ET AUX MOTIFS PRORES QUE "le premier juge a analysé les faits de la cause et en a tiré une juste appréciation, quant à l'abus de droit envers les minoritaires organisé par les décisions du syndicat des copropriétaires mises en cause et quant au préjudice en découlant pour les copropriétaires demandeurs, qu'il convient de confirmer, purement et simplement, quant à l'annulation des résolutions et l'allocation de dommages-intérêts et de frais irrépétibles à Monsieur et Madame GARDIN (...) ; s'agissant cependant de l'évaluation des dommages-intérêts alloués, le désistement de Madame MAGNAVAL conduit à en réduire le quantum, qui sera fixé à la somme de 60 000 Francs" (arrêt p. 4).

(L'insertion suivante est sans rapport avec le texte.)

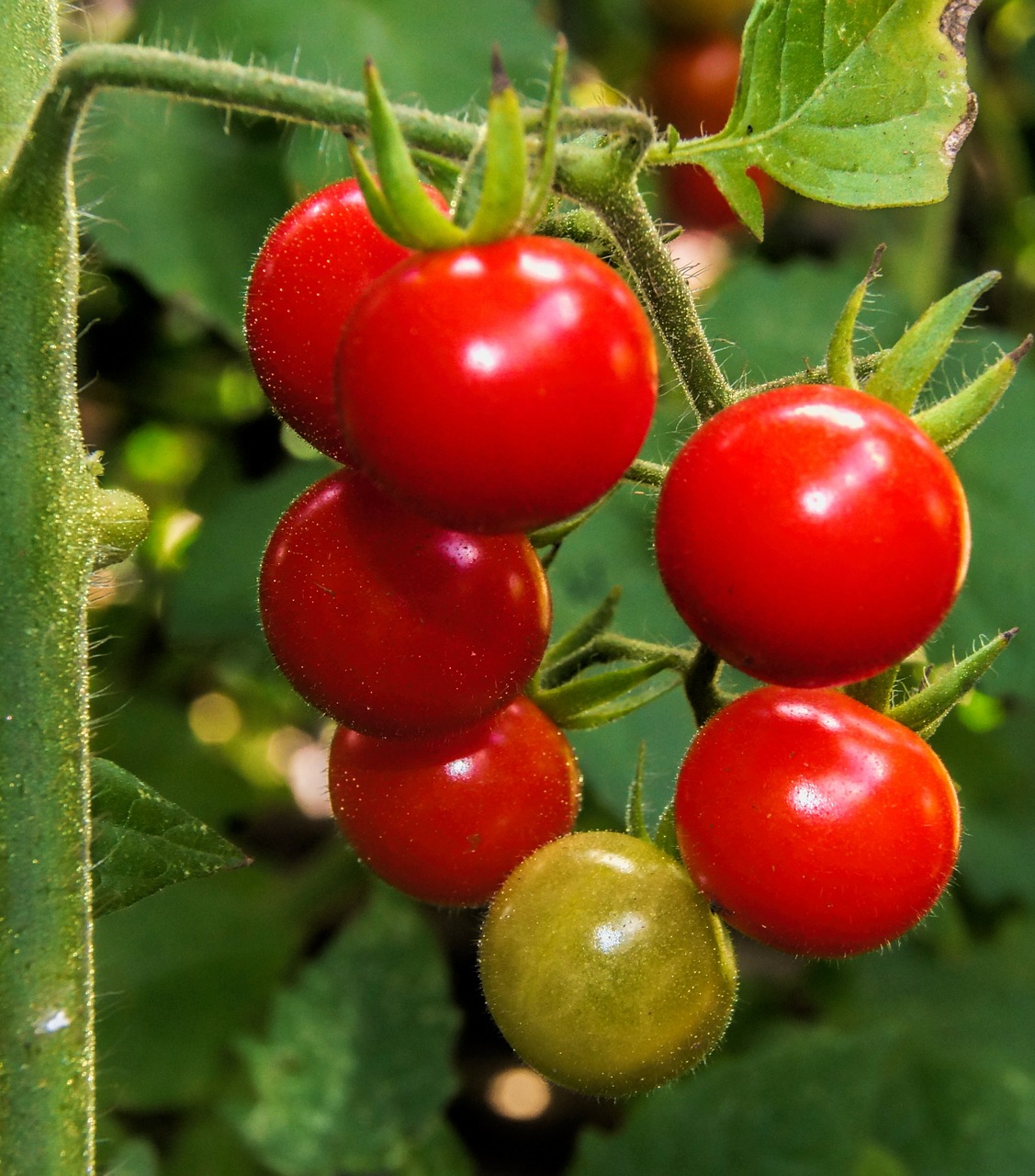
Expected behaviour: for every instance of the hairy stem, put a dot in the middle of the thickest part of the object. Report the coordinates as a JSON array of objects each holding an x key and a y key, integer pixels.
[
  {"x": 46, "y": 547},
  {"x": 665, "y": 293}
]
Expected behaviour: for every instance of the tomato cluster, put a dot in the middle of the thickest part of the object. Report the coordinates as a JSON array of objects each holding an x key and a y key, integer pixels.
[
  {"x": 811, "y": 537},
  {"x": 470, "y": 399},
  {"x": 814, "y": 537}
]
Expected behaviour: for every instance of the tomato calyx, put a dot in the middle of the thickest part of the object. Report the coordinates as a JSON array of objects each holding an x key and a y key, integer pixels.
[{"x": 508, "y": 200}]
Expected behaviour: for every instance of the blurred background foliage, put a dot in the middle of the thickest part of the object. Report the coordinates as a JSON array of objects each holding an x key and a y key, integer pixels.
[{"x": 294, "y": 1019}]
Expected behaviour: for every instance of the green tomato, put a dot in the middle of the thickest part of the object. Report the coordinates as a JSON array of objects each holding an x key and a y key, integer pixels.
[{"x": 604, "y": 967}]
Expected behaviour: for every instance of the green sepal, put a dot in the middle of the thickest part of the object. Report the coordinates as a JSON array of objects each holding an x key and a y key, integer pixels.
[
  {"x": 840, "y": 354},
  {"x": 905, "y": 370},
  {"x": 665, "y": 834},
  {"x": 591, "y": 701},
  {"x": 418, "y": 222},
  {"x": 506, "y": 167},
  {"x": 925, "y": 709},
  {"x": 552, "y": 534},
  {"x": 636, "y": 824},
  {"x": 121, "y": 525},
  {"x": 581, "y": 633},
  {"x": 547, "y": 160},
  {"x": 611, "y": 712},
  {"x": 142, "y": 842},
  {"x": 951, "y": 421}
]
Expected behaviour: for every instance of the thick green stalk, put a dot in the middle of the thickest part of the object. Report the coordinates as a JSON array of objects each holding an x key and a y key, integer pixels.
[{"x": 46, "y": 542}]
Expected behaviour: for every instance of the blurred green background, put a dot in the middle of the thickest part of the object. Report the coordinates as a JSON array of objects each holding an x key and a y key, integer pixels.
[{"x": 292, "y": 1017}]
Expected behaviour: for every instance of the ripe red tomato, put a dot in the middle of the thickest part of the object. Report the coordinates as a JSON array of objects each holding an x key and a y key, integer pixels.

ALORS QUE seule une faute ayant un lien direct avec un préjudice peut conduire l'auteur de celle-ci à réparer la victime de celui-là ; qu'en se bornant à des considérations générales, sans caractériser en quoi les fautes prétendues de Monsieur FERNANDEZ auraient été à l'origine du préjudice allégué par les époux GARDIN, la Cour d'Appel a privé sa décision de base légale au regard de l'article 1382 du Code Civil.

LA COUR,

Sur le premier moyen, ci-après annexé :

Attendu qu'ayant constaté par motifs propres et adoptés que les lots appartenant à M. Antonio Fernandez dans l'immeuble en copropriété représentant 484 des mille tantièmes, ceux appartenant à Mme Alma Fernandez 40 tantièmes, et ceux appartenant à Mlle Violette Fernandez représentant 83 tantièmes, la cour d'appel a, sans motifs hypothétiques, et sans dénaturation, légalement justifié sa décision en retenant qu'il résultait des pièces produites que M. Fernandez avait profité de la majorité que lui donnaient ses tantièmes, ceux de sa femme et ceux de sa fille pour faire décider l'exécution de travaux proposés par lui-même sans qu'aucun devis ait été présenté aux copropriétaires, pour s'être fait désigner syndic bénévole pour éviter la désignation d'un syndic professionnel souhaité par les copropriétaires autres que la famille Fernandez afin de régler les litiges en cours, pour avoir fait adopter le budget prévisionnel de l'année 1992 contre l'avis des mêmes copropriétaires étrangers à sa famille soucieux de faire régler au préalable les problèmes de répartition des charges, et pour s'être fait autoriser à engager en sa qualité de syndic des actions à titre personnel à l'encontre de certains copropriétaires démontrant ainsi la confusion totale des intérêts personnels de la famille Fernandez avec les intérêts collectifs de la collectivité des copropriétaires ;

Sur le second moyen, ci-après annexé :

Attendu qu'ayant relevé par motifs propres et adoptés l'abus de majorité commis par M. Fernandez dès sa désignation comme syndic et depuis lors, et la paralysie du fonctionnement de la copropriété ainsi que le préjudice matériel et moral des copropriétaires minoritaires, la cour d'appel a souverainement apprécié l'étendue du préjudice personnel des époux Gardin ;

D'où il suit que le moyen n'est pas fondé ;

PAR CES MOTIFS :

REJETTE le pourvoi ;

Condamne M. Fernandez aux dépens ;

Vu l'article 700 du nouveau Code de procédure civile, condamne M. Fernandez à payer aux époux Gardin la somme de 12 000 francs ou 1 829,39 euros ;

Vu l'article 700 du nouveau Code de procédure civile, rejette la demande de M. Fernandez ;

Sur le rapport de M. Chemin, conseiller, les observations de Me Hemery, avocat de M. Fernandez, de Me Odent, avocat des époux Gardin, les conclusions de M. Guérin, avocat général, M. BEAUVOIS, président.